Variant frequency thresholds as an aid for determining pathogenicity

A filtering approach based on removing variants in sequence data from unaffected individuals and those in the large-scale reference datasets maximizes variant classification accuracy and efficiency [10]. However, Harrison et al. [5] found that one of the major causes of persistently inconsistent interpretation was differences in the application of evidence associated with population data; specifically, BS1, BS2, and PS4. The 2015 ACMG-AMP guidelines provide a single highly conservative threshold (5%) for BA1; thus, they do not adequately capture this variable likelihood of pathogenicity [4]. Furthermore, the guidelines provide no detailed guidance for determining the expected allele frequency of pathogenic variants.
Several studies have evaluated minor allele frequency (MAF) thresholds to aid in determining the pathogenicity of candidate variants [1015161718]. A study of 197 variants from 29 known dilated cardiomyopathy genes estimated that a median of 0.04% of variants captured in the ESP dataset had a frequency ranging from 0.02% to 1.33%, suggesting that a 0.04% cutoff may be a useful for lower penetrance alleles when filtering exome data [15]. Another study of 2,197 reported pathogenic deafness variants found >325 variants in a control dataset of 8,595, indicating a MAF >0.00006 [16]. Based on these results, they established MAF thresholds of 0.005 for autosomal recessive variants (excluding some specific common pathogenic variants in GJB2, c.35delG, and c.167delT) and 0.0005 for autosomal dominant variants. A study on pathogenic variant burden in a set of 1,508 variants from 79 disease genes (39 dominant and 40 recessive inheritance) found that 97.3% had an MAF <0.01% in the ExAC database [17]. According to the 2015 ACMG-AMP guidelines, the BS1 rule is that an “allele frequency greater than expected for a disorder” should be considered strong evidence for a benign classification [4]. Based on the findings from the above study, global ExAC allele frequencies >0.01% should be considered “greater than expected” for diseases with Mendelian inheritance, and this threshold may be lowered even further for certain genes [17]. Another study suggested five levels of MAF thresholds: very high, high, somewhat high, pathogenic range, and absent (quantitatively subdivided by the quality of population data and inheritance mode) [10]. Furthermore, some studies have suggested a method for calculating MAF thresholds using a statistical framework that considers disease prevalence, genetic and allelic heterogeneity, inheritance mode, penetrance, and sampling variance in reference datasets [1920].
However, more stringent MAF thresholds may increase the risk of incorrectly classifying pathogenic variants with a high frequency as benign [2122]. Well-known examples include RNF213 (NM_001256071.1) c.14429G>A (p.Arg4810Lys), a variant observed at MAF 1.24% in the Korean population [21], and CFTR (NM_000492.3) c. 1521_1523delCTT (p.Phe508del), a variant observed at 1% frequency in the European population [22]. These high-frequency variants should not be classified as likely benign or benign without a thorough literature review; thus, careful consideration is needed to assess pathogenicity [22].

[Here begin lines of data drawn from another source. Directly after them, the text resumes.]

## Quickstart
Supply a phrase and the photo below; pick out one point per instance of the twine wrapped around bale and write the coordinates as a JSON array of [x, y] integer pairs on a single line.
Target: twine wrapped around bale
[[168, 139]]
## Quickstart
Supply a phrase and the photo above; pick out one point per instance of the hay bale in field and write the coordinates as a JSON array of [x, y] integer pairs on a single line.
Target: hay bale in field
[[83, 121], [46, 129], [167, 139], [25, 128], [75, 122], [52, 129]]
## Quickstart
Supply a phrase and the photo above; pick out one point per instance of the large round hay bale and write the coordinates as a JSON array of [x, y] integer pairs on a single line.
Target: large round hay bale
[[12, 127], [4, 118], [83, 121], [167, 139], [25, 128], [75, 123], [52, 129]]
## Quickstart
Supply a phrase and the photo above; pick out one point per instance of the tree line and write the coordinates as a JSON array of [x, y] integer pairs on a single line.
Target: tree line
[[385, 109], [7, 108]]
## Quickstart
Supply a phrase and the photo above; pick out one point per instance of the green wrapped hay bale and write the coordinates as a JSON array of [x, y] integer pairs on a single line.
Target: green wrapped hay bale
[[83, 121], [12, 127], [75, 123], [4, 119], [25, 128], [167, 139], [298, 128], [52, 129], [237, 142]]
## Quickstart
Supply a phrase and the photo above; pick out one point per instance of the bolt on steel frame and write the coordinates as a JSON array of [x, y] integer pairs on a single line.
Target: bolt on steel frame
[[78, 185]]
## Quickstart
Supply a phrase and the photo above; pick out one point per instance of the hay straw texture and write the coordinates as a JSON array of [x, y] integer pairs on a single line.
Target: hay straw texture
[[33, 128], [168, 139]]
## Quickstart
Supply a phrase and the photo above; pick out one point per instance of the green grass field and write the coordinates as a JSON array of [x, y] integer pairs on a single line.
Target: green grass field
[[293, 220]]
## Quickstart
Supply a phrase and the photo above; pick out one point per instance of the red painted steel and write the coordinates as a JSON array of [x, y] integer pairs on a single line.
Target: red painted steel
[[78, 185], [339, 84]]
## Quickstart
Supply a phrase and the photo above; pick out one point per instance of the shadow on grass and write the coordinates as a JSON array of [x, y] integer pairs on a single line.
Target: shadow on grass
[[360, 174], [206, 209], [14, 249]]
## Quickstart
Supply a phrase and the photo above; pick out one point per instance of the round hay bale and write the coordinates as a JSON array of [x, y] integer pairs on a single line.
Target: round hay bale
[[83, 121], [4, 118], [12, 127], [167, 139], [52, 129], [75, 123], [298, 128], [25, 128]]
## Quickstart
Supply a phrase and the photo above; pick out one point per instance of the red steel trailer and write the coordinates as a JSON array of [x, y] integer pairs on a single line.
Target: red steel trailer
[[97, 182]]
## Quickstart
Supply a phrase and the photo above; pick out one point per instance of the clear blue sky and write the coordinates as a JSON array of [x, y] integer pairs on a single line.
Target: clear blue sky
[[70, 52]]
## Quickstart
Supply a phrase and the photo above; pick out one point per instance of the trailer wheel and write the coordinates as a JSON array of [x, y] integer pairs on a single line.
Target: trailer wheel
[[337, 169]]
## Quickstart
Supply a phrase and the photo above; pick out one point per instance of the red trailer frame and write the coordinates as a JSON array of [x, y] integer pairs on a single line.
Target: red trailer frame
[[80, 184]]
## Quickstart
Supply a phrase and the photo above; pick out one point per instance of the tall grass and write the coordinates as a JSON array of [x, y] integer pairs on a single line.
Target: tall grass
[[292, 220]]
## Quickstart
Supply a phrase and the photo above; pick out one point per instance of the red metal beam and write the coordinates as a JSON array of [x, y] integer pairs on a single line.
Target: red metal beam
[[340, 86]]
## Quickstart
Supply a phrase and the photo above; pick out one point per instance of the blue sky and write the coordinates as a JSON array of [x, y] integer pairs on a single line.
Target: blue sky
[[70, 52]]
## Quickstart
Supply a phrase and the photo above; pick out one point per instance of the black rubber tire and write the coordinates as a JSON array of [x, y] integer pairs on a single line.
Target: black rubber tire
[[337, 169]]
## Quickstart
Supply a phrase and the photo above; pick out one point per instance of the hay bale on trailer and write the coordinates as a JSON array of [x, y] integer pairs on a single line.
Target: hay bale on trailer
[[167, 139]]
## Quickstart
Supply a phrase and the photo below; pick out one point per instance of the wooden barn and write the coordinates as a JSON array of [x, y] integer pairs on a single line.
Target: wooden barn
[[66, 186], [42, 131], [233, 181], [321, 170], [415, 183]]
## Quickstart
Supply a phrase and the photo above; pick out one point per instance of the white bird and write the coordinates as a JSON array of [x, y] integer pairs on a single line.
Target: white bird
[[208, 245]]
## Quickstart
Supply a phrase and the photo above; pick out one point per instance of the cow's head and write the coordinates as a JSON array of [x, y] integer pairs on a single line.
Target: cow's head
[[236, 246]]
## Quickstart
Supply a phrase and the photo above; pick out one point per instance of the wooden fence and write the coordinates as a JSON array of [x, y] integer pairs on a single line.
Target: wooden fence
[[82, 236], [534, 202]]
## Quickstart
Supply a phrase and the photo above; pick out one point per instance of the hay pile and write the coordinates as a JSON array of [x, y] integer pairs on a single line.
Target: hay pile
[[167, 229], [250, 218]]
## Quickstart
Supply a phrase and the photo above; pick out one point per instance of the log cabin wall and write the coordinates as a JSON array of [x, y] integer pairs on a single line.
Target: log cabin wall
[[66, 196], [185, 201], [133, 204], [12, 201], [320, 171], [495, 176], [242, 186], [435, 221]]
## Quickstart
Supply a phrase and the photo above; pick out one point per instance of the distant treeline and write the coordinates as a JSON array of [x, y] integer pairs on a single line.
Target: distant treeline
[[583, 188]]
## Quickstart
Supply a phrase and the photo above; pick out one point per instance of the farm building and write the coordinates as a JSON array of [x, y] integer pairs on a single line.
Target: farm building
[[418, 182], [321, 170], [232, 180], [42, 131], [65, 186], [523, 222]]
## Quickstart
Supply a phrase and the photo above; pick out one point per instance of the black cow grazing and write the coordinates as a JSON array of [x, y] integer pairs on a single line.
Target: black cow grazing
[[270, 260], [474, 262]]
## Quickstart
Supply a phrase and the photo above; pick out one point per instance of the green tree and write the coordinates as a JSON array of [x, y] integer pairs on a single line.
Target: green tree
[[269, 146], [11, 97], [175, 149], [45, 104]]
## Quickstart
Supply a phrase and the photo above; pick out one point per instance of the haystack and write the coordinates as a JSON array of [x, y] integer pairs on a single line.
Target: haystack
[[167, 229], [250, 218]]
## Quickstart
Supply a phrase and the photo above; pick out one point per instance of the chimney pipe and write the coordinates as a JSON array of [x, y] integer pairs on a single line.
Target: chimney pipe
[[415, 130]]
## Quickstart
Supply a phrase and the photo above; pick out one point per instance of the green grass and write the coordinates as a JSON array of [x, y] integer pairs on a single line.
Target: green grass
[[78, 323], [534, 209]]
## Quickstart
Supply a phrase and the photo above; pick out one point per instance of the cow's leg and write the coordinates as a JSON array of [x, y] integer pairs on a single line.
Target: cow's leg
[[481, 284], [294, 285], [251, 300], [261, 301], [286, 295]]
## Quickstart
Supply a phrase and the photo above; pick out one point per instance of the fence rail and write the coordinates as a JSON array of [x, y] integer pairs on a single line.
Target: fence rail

Frequencies in affected and unaffected populations

The 2015 ACMG-AMP guidelines recommend that the odds ratio (OR) be calculated based on the occurrence of the variant in affected individuals and in the general population [4]; it is regarded as strong evidence of pathogenicity (PS4). To accurately calculate the OR of an identified sequence variant, it is important to use an appropriate number of ethnicity-matched controls. A study of 144 BRCA1 and BRCA2 variants in Korean patients found that the calculated ORs were falsely inflated when the authors used non-Korean population data as the control [23]. The use of relevant Korean controls related to the identification of pathogenic variants is critical, given that the ORs remained at abnormally high levels even when they used the East Asian controls from the ExAC cohorts [23]. In addition, they determined that the minimal number of relevant ethnic controls needed for accurate variant classification was 820 for a variant existing in 1% of individuals [23]. The reference population dataset for the Korean population is the Korean Reference Genome Database (KRGDB), which includes 1,722 whole-genome sequences from unrelated individuals (http://152.99.75.168/KRGDB/). For example, NOTCH3 (NM_000435.2) c.224G>C (p.Arg75Pro) is a pathogenic variant identified in 24.1% (7/29) of individuals with cerebral autosomal dominant arteriopathy with subcortical infarcts and leucoencephalopathy (CADASIL) [2425], a significantly higher allele frequency than in the controls (0.3%, 6/1,722), giving an OR of 91 (95% confidence interval, 28.3–292.8) for the 1,722 Korean controls.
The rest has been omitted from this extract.